Capture string in between two given string

Technical support and scripting issues

Moderators: Dorian (MJT support), JRL

Niroj@Work
Pro Scripter
Posts: 63
Joined: Thu Dec 10, 2009 8:13 am

Capture string in between two given string

Post by Niroj@Work » Thu Apr 01, 2010 5:56 am

Hi,

I need to capture a string between two given string using RegEx command.

Let>str1=ABC
Let>str2=ZZZ
Str2 may vary like "|" or "ZZ" r anything as user want.

Now,

Let>str=sshshcg ABC hghdg hgs 123 ZZZ hgshd gghgh hg ZZZ gchh

In the above string str, "ABC" is unique but "ZZZ" can occurs more than one. Here I want to extract data between "ABC" and 1st occurrence of "ZZZ" i.e( hghdg hgs 123) here.

Any idea..?

Niroj@Work
Pro Scripter
Posts: 63
Joined: Thu Dec 10, 2009 8:13 am

Post by Niroj@Work » Thu Apr 01, 2010 6:14 am

RegEx>%str1%(.+?)%str2%,%str%,0,,,1,$1,Val

Mdl>Val

Why this is not working?

User avatar
jpuziano
Automation Wizard
Posts: 1085
Joined: Sat Oct 30, 2004 12:00 am

Post by jpuziano » Thu Apr 01, 2010 4:57 pm

Hi Niroj@Work,

If you want a purely regex solution, this can be done with lookahead and lookbehind... there's some info in this post:

RegEx> example using Lookahead and Lookbehind

Try this:

Code: Select all

Let>str1=ABC
Let>str2=ZZZ
Let>str=sshshcg ABC hghdg hgs 123 ZZZ hgshd gghgh hg ZZZ gchh
Let>pattern=(?<=%str1% ).+?(?= %str2%)
RegEx>pattern,%str%,0,match_array,num,0
MDL>match_array_1
The two spaces in the pattern are there so that the final result in match_array_1 does not have leading and trailing spaces.

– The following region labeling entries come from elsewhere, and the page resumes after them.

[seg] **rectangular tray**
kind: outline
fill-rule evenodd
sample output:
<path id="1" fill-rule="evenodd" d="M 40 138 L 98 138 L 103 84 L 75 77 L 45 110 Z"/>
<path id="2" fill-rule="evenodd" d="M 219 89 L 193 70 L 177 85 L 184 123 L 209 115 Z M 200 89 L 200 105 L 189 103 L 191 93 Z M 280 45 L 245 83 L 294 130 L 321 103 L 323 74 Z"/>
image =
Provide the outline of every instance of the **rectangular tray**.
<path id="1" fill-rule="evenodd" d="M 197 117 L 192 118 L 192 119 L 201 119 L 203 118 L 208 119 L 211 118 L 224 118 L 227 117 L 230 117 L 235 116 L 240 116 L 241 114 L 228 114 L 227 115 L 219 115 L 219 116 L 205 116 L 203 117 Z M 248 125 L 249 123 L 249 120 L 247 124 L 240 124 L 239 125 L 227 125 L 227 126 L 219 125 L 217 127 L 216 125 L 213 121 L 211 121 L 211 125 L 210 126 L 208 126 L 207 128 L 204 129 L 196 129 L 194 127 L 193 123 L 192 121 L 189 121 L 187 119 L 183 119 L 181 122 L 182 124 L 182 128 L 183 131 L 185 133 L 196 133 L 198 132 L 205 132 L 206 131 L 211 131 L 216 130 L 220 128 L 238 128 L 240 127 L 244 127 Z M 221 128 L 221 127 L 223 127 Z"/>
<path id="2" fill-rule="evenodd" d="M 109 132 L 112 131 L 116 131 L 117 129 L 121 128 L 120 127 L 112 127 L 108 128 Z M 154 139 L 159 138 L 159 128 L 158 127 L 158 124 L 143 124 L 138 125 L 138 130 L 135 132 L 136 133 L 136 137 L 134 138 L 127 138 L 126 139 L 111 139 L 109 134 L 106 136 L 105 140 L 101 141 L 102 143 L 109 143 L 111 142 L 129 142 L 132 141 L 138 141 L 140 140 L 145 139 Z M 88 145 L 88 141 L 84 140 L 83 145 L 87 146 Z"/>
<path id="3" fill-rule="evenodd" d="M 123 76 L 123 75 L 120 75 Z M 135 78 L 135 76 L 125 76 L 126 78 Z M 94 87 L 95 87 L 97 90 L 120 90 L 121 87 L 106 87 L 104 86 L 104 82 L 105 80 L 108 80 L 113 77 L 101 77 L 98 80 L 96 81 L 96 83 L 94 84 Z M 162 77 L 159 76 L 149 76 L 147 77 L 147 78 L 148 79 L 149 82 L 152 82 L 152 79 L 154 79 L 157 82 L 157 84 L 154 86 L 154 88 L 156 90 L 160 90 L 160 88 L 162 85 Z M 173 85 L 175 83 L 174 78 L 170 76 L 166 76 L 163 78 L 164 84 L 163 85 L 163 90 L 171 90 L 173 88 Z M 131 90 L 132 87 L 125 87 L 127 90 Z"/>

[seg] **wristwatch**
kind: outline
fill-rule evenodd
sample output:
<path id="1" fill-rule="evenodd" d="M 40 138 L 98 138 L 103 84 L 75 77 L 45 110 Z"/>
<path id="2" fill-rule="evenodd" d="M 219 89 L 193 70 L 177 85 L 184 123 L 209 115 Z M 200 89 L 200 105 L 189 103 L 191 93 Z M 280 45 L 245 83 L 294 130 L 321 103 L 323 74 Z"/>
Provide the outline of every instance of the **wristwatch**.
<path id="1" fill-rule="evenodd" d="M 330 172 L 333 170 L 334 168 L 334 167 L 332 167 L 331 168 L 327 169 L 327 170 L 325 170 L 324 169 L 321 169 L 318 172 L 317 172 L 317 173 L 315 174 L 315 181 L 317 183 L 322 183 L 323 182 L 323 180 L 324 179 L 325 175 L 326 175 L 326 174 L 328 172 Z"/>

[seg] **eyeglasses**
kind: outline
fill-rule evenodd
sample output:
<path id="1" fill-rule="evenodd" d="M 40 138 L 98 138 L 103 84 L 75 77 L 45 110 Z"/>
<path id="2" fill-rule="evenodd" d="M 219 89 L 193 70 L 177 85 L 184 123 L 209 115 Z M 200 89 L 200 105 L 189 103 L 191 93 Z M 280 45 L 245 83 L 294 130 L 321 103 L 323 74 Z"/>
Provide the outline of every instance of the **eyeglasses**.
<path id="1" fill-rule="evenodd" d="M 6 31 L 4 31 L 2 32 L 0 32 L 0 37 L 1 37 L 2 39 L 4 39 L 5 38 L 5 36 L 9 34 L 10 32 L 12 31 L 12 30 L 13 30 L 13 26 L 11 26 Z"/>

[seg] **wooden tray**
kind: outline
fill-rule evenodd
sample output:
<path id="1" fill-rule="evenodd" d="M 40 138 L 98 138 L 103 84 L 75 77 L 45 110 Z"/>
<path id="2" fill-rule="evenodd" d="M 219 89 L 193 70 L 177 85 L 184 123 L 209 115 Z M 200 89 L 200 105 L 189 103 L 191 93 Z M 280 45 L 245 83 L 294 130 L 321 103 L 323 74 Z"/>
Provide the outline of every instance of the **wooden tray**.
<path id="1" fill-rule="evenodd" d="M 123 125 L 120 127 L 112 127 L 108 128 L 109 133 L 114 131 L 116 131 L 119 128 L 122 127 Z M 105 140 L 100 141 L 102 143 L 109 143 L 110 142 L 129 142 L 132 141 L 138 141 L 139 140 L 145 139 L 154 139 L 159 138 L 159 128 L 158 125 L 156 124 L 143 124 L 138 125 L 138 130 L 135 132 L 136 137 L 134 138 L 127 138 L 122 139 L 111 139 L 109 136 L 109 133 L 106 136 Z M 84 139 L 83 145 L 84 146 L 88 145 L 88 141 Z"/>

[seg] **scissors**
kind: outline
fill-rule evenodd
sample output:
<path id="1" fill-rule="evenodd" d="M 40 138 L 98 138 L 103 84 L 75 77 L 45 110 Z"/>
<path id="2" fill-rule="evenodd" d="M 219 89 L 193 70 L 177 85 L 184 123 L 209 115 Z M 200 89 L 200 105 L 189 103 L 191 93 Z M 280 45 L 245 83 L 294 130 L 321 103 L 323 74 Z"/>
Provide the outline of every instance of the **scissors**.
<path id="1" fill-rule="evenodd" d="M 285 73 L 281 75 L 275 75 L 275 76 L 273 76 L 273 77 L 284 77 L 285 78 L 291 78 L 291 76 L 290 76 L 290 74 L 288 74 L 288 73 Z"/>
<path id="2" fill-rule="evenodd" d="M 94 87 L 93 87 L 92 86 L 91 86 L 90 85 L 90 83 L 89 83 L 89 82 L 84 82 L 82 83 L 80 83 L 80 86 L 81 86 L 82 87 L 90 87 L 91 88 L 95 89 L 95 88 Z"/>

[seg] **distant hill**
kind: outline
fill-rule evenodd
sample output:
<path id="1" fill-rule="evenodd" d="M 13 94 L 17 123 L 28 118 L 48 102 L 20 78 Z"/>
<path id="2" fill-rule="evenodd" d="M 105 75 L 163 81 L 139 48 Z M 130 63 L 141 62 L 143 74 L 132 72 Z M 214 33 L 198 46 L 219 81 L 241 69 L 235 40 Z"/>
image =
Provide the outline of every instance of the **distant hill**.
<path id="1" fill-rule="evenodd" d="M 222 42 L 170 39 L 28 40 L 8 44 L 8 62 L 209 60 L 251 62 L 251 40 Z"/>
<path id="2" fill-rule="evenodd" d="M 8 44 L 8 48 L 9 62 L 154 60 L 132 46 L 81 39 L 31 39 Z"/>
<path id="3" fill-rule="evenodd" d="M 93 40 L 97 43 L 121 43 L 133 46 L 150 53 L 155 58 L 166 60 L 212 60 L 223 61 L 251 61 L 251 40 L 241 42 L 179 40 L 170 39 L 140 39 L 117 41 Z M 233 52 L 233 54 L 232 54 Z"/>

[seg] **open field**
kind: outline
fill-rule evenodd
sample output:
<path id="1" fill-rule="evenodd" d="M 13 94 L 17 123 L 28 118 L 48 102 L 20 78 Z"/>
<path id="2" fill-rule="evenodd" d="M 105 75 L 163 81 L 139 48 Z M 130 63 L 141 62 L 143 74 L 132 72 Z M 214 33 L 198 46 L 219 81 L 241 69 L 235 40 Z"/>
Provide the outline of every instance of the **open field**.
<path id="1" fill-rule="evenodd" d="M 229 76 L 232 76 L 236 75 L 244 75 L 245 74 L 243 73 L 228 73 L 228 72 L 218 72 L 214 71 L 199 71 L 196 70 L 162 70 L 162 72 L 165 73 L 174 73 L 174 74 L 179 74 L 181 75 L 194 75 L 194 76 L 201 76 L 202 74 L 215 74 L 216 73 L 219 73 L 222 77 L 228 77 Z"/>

If you want those leading and trailing spaces in the result string, just remove those two spaces from the pattern.

Does this work for you?

Take care
jpuziano

Note: If anyone else on the planet would find the following useful...
[Open] PlayWav command that plays from embedded script data
...then please add your thoughts/support at the above post - :-)

Niroj@Work
Pro Scripter
Posts: 63
Joined: Thu Dec 10, 2009 8:13 am

Post by Niroj@Work » Tue Apr 06, 2010 8:21 am

Thanks buddy! This is quite useful

Niroj@Work
Pro Scripter
Posts: 63
Joined: Thu Dec 10, 2009 8:13 am

Post by Niroj@Work » Tue Apr 06, 2010 9:11 am

I have different scenario where I need to replace the new line characters between two specific group.

For Example:

Let>str=abcd %CRLF% hhjh jhj {select hgh %CRLF% hh=!3j h %CRLF% jh ? }jdjk jdkj jkj %CRLF% {nb bb hjdh %CRLF%%CRLF% nb jkj}%CRLF%

I need to replace all the new line characters between the curly braces {...}with null.

So required is:
Let>str=abcd %CRLF% hhjh jhj {select hgh hh=!3j h jh ? }jdjk jdkj jkj %CRLF% {nb bb hjdh nb jkj}%CRLF%

Could you please help here..

Niroj@Work
Pro Scripter
Posts: 63
Joined: Thu Dec 10, 2009 8:13 am

Bad coding

Post by Niroj@Work » Tue Apr 06, 2010 10:18 am

The below way I tried and replace the same at the end. But not able to replace at the same position. Whenever I am replacing {...} with _RPL_ME_ and later in the loop trying to replace the 1st occurrence I am getting absurd error.
======================
Program to Replace the same at the End:
================================
Let>str=abcd %CRLF% hhjh jhj {select hgh %CRLF% hh=!3j h %CRLF% jh ? }jdjk jdkj jkj %CRLF% {nb bb hjdh %CRLF%%CRLF% nb jkj}%CRLF%


Let>pattern=\{.+?\}
RegEx>pattern,%str%,0,match_array,num,1,,str

Let>i=1

Repeat>i
RegEx>%CRLF%,match_array_%i%,0,,,1,,q
Let>str=%str% %q%
Add>i,1
Until>i>num

mdl>str


======================
Getting error: Program to Replace the {..%CRLF%...}at the same position:
================================
Let>str=abcd %CRLF% hhjh jhj {select hgh %CRLF% hh=!3j h %CRLF% jh ? }jdjk jdkj jkj %CRLF% {nb bb hjdh %CRLF%%CRLF% nb jkj}%CRLF%


Let>pattern=\{.+?\}
RegEx>pattern,%str%,0,match_array,num,1,_REPLACE_ME_,str

Let>i=1

Repeat>i
RegEx>%CRLF%,match_array_%i%,0,,,1,,q
RegEx>(_REPLACE_ME_).+?,str,0,,,1,%q%,str
Add>i,1
Until>i>num

mdl>str

User avatar
jpuziano
Automation Wizard
Posts: 1085
Joined: Sat Oct 30, 2004 12:00 am

Post by jpuziano » Tue Apr 06, 2010 10:49 pm

Interesting... I tried the following:

Code: Select all

Let>str=abcd %CRLF% hhjh jhj {select hgh %CRLF% hh=!3j h %CRLF% jh ? }jdjk jdkj jkj %CRLF% {nb bb hjdh %CRLF%%CRLF% nb jkj}%CRLF%

Let>pattern=(?<={.+?)\r\n(?=.+?})

RegEx>pattern,str,0,match_array,num,1,~,new_string

MDL>new_string
However it fails with the error: Regular Expression pattern not compiled.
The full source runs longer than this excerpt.